Rachman menyatakan ; “ Bagi kaum Muslimin, otoritas Al-Qur’an berada di atas otoritas Nabi sendiri Nabi sendiri, yang keduanya berada di bawah perintah dan kebijaksanannya, sementara dia (Nabi) sendiri hanyalah sebagai periwayatnya. Terdapat sedikit keraguan apakah Nabi sendiri secara cermat membedakan antara lafaz Al-Qur’an dengan ucapan dan tingkah lakunya sendiri dalam kehidupan sehari-hari”. Ia juga berkata : “ Sesungguhnya Nabi telah menguji dan tidak mengubah otoritas di luar Al-Qur’an, tindakan atau sunnah Nabi berdampingan dengan wahyu A-Qur’an”. Artinya seperti yang disebutkan Prof. Mun’im Sirry  bahwa Rahcman berpendapat Al-Qur’an sepenuhnya kalam Tuhan dan, pada saat yang sama, sepenuhnya perkataan Nabi”.

Al-Qur’an Sebagai Kalam Ilahi

Imam Jalaluddin As-Suyuti dalam kitabya “Al-Itiqan” menyebutkan bahwa Al-Qur’an adalah Kalamullah yang diturunkan kepada Nabi Muhammad Shallallahu Alaihi Wasallam yang tak dapat ditandingi oleh yang menentangnya, walaupun sekedar sesurat saja”. Imam Asy-Syaukaniy dalam kitabnya ‘Al-Irsyad’ menyatakan Al-Qur’an merupakan kalamullah yang ditilawatkan dengan lisan lagi Mutawattir (mustahil berdusta) yang dihukumi kafir orang-orang yang mengingkarinya”.
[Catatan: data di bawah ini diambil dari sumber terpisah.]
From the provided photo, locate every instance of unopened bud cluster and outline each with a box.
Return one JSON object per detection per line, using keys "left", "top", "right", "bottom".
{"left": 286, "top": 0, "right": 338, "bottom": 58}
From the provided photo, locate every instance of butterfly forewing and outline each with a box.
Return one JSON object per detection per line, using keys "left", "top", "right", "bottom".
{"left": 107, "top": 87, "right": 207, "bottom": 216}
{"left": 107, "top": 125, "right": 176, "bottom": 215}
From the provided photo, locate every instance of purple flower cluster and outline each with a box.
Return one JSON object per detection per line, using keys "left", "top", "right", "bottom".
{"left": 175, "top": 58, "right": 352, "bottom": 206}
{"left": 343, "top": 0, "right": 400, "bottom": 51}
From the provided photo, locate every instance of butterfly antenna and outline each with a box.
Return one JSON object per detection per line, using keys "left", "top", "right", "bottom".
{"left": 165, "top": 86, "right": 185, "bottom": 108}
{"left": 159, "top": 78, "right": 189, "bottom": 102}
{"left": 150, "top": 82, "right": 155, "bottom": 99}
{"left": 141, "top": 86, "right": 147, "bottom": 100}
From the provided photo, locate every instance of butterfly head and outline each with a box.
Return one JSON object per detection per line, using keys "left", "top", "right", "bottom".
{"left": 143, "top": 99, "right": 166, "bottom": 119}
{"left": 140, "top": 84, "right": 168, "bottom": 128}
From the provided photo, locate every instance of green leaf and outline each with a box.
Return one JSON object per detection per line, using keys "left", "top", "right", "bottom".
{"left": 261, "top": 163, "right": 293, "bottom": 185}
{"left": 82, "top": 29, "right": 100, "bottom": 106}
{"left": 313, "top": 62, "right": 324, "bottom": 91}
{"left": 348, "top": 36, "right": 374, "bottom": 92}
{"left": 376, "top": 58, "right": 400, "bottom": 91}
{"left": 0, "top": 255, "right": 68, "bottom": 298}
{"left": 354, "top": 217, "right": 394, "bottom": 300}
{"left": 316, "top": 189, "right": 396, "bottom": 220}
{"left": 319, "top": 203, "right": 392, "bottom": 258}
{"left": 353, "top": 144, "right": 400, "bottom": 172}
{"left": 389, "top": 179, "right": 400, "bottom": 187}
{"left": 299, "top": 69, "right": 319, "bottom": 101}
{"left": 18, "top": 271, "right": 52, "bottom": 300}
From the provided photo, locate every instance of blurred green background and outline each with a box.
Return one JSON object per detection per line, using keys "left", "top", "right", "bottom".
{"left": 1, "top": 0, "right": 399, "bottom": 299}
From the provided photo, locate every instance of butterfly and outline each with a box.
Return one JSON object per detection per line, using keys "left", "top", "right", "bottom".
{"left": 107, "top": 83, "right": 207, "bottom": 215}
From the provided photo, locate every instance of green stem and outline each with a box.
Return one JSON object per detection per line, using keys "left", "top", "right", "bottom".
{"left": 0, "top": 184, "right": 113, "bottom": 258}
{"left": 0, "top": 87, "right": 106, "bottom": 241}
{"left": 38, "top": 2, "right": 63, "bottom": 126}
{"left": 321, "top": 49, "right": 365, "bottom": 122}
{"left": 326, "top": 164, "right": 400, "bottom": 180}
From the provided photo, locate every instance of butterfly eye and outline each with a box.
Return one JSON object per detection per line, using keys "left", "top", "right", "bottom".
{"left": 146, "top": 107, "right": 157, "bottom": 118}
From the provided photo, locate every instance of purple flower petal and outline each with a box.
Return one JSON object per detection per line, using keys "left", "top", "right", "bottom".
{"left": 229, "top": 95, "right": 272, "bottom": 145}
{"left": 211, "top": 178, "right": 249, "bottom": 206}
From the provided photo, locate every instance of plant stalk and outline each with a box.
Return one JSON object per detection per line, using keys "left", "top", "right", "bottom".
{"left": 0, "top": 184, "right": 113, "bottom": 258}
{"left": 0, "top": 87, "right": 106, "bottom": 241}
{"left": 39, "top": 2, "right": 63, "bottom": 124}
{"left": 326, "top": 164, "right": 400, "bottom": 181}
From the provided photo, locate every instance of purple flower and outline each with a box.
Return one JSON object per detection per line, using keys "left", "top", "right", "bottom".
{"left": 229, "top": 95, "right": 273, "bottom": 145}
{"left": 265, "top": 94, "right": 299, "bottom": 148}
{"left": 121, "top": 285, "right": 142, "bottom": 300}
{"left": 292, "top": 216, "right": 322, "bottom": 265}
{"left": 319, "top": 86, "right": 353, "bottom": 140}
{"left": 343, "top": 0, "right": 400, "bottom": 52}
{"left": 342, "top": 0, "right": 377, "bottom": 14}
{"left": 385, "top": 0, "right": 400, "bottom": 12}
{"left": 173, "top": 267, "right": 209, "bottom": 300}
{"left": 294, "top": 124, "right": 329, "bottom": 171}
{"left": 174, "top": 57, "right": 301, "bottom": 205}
Istilah “Kalam” mulai mucul setelah munculnya golongan Qadariyah dan Jahmiyah pada masa pemerintahan Dinasti Bani Umayyah. Dr. Muhammad Yusuf Musa dalam bukunya “ Al-Qur’an dan Filsafat” menyebutkan sebagai berikut yaitu Kalamullah adalah sesuatu yang dibisikan kepada manusia dengan perantaraan hamba-Nya yang terpilih (Para Nabi dan Rasull) dengan membawa tatanan dunia dan kebahagiaan manusia baik menyangkut aqidah, syariah maupun ahlak. Masalah Kalamullah ini telah menyibukan Dinasti Abbasiyah hingga terjadi pertumpahan darah.
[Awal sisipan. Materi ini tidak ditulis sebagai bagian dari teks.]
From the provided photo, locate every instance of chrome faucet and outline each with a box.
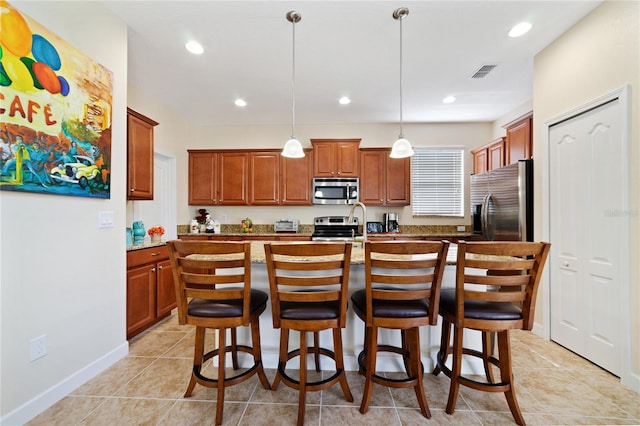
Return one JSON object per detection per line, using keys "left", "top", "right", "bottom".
{"left": 347, "top": 202, "right": 367, "bottom": 242}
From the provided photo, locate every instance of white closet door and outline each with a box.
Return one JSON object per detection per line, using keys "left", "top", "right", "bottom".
{"left": 549, "top": 97, "right": 625, "bottom": 375}
{"left": 136, "top": 153, "right": 177, "bottom": 241}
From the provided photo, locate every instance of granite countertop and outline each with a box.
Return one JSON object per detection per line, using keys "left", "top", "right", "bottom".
{"left": 188, "top": 240, "right": 459, "bottom": 265}
{"left": 175, "top": 231, "right": 477, "bottom": 238}
{"left": 126, "top": 241, "right": 167, "bottom": 251}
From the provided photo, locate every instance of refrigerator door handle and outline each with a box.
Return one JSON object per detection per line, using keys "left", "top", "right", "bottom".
{"left": 481, "top": 193, "right": 494, "bottom": 241}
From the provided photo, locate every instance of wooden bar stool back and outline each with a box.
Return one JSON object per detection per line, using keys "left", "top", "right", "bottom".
{"left": 167, "top": 240, "right": 271, "bottom": 426}
{"left": 433, "top": 240, "right": 551, "bottom": 426}
{"left": 351, "top": 240, "right": 449, "bottom": 418}
{"left": 264, "top": 242, "right": 354, "bottom": 426}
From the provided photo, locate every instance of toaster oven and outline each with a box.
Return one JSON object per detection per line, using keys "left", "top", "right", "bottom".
{"left": 274, "top": 219, "right": 299, "bottom": 233}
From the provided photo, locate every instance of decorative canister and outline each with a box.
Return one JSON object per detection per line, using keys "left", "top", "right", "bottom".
{"left": 132, "top": 221, "right": 145, "bottom": 245}
{"left": 190, "top": 219, "right": 200, "bottom": 233}
{"left": 126, "top": 227, "right": 133, "bottom": 247}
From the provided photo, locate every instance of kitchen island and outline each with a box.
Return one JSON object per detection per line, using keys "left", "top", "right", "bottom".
{"left": 209, "top": 240, "right": 485, "bottom": 375}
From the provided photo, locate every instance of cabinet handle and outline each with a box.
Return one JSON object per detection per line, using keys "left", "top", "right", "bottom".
{"left": 151, "top": 267, "right": 156, "bottom": 272}
{"left": 130, "top": 188, "right": 135, "bottom": 192}
{"left": 563, "top": 261, "right": 569, "bottom": 267}
{"left": 158, "top": 265, "right": 163, "bottom": 270}
{"left": 151, "top": 252, "right": 160, "bottom": 256}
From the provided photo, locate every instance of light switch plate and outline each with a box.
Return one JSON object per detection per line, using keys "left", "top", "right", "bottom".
{"left": 98, "top": 211, "right": 114, "bottom": 228}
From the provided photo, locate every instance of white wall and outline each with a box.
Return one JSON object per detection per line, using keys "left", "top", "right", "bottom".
{"left": 0, "top": 2, "right": 128, "bottom": 424}
{"left": 533, "top": 0, "right": 640, "bottom": 386}
{"left": 185, "top": 122, "right": 492, "bottom": 227}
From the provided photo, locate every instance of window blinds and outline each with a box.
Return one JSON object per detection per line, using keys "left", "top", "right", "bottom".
{"left": 411, "top": 148, "right": 464, "bottom": 217}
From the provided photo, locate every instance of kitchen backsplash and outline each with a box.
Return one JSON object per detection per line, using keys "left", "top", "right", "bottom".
{"left": 177, "top": 224, "right": 471, "bottom": 235}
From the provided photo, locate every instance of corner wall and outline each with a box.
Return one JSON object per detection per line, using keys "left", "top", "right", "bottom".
{"left": 0, "top": 2, "right": 129, "bottom": 423}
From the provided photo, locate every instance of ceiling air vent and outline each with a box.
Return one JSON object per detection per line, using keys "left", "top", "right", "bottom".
{"left": 470, "top": 64, "right": 498, "bottom": 79}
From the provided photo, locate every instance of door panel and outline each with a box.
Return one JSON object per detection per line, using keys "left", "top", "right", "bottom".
{"left": 550, "top": 98, "right": 623, "bottom": 375}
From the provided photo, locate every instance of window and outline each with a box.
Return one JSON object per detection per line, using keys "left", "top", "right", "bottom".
{"left": 411, "top": 148, "right": 463, "bottom": 217}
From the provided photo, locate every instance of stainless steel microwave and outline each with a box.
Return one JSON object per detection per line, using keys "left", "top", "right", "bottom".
{"left": 312, "top": 178, "right": 359, "bottom": 205}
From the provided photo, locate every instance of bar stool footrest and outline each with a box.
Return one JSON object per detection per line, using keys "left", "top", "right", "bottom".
{"left": 193, "top": 345, "right": 264, "bottom": 388}
{"left": 278, "top": 346, "right": 344, "bottom": 391}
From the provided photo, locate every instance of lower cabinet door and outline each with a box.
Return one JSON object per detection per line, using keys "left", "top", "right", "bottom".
{"left": 126, "top": 263, "right": 156, "bottom": 338}
{"left": 156, "top": 259, "right": 176, "bottom": 317}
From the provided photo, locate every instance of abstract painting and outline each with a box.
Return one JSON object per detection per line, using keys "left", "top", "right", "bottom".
{"left": 0, "top": 1, "right": 113, "bottom": 198}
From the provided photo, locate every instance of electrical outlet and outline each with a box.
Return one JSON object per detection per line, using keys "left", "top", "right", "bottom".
{"left": 222, "top": 214, "right": 227, "bottom": 222}
{"left": 457, "top": 225, "right": 466, "bottom": 232}
{"left": 30, "top": 335, "right": 47, "bottom": 361}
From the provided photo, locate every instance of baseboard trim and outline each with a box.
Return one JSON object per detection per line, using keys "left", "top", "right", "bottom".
{"left": 1, "top": 342, "right": 128, "bottom": 426}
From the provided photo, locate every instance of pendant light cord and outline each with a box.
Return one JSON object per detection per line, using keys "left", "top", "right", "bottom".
{"left": 399, "top": 15, "right": 404, "bottom": 138}
{"left": 291, "top": 17, "right": 296, "bottom": 139}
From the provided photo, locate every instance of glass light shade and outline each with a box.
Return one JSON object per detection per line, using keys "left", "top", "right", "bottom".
{"left": 282, "top": 138, "right": 305, "bottom": 158}
{"left": 390, "top": 137, "right": 414, "bottom": 158}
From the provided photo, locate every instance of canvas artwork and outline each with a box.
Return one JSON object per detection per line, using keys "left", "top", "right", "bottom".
{"left": 0, "top": 1, "right": 113, "bottom": 198}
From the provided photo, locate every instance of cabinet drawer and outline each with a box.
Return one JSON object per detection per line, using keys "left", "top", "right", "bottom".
{"left": 127, "top": 245, "right": 169, "bottom": 268}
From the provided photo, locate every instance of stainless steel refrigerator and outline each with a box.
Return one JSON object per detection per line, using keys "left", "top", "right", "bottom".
{"left": 470, "top": 160, "right": 533, "bottom": 241}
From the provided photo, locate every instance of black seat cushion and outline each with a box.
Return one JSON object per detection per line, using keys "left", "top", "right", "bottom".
{"left": 280, "top": 301, "right": 340, "bottom": 321}
{"left": 188, "top": 288, "right": 268, "bottom": 318}
{"left": 351, "top": 288, "right": 430, "bottom": 319}
{"left": 439, "top": 288, "right": 522, "bottom": 321}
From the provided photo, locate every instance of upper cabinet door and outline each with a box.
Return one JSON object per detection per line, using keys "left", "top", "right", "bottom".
{"left": 360, "top": 149, "right": 410, "bottom": 206}
{"left": 188, "top": 151, "right": 217, "bottom": 205}
{"left": 249, "top": 151, "right": 280, "bottom": 205}
{"left": 385, "top": 155, "right": 410, "bottom": 205}
{"left": 218, "top": 152, "right": 248, "bottom": 205}
{"left": 281, "top": 152, "right": 313, "bottom": 205}
{"left": 311, "top": 139, "right": 360, "bottom": 177}
{"left": 488, "top": 137, "right": 505, "bottom": 170}
{"left": 127, "top": 108, "right": 158, "bottom": 200}
{"left": 504, "top": 112, "right": 533, "bottom": 165}
{"left": 359, "top": 150, "right": 385, "bottom": 205}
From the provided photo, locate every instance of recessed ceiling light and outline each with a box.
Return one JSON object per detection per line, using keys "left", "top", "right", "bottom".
{"left": 185, "top": 40, "right": 204, "bottom": 54}
{"left": 338, "top": 96, "right": 351, "bottom": 105}
{"left": 234, "top": 99, "right": 247, "bottom": 107}
{"left": 443, "top": 95, "right": 456, "bottom": 104}
{"left": 508, "top": 22, "right": 532, "bottom": 38}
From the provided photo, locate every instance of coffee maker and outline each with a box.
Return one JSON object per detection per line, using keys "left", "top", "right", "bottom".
{"left": 383, "top": 213, "right": 399, "bottom": 233}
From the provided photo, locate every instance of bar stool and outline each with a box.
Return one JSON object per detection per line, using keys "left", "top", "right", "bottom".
{"left": 433, "top": 241, "right": 551, "bottom": 426}
{"left": 167, "top": 240, "right": 271, "bottom": 426}
{"left": 351, "top": 240, "right": 449, "bottom": 418}
{"left": 264, "top": 242, "right": 354, "bottom": 426}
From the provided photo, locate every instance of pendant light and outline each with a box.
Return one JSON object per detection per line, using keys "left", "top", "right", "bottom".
{"left": 282, "top": 11, "right": 305, "bottom": 158}
{"left": 390, "top": 7, "right": 414, "bottom": 159}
Paham Qadariyah dan Jahmiyah kemudian berubah menjadi Muktazilah.Imam Asy-Syahrastani dalam kitabnnya “Al-Milal Wa An-Nihal” menyebutkan Mukatazilah berpendapat bahwa Allah itu Qadim, Qidam adalah sifat khusus bagi mahluk-Nya, kaum Muktazilah sependapat bahwa kalam Allah itu baru yang pada Dzat-nya karena kalam itu sendiri terdiri dari huruf, suara dan tulisan Mushaf dan dapat ditiru bunyinya”.

Dalam fase kejayannya, Muktazilah sebagai golongan yang mendapat dukungan penguasa memaksakan ajarannya kepada kelompok lain. Pemaksaan ini dikenal dalam sejarah dengan peristiwa Mihnah (Inquistion). Minnah ini timbul sehubungan dengan pemahaman Khalq Al-Qur’an. Kaum Muktazilah berpendapat bahwa Qur’an adalah Kalam Allah yang tersusun dari suara-suara dan huruf. Al-Qur’an adalah mahluk, dalam arti diciptakan Tuhan. Karena diciptakan berarti ia suatu yang baru, jadi tidak Kadim. Jika Al-Qur’an dikatakan Kadim, maka akan timbul kesimpulan bahwa ada yang Kadim selain Allah dan ini hukumnya musyrik.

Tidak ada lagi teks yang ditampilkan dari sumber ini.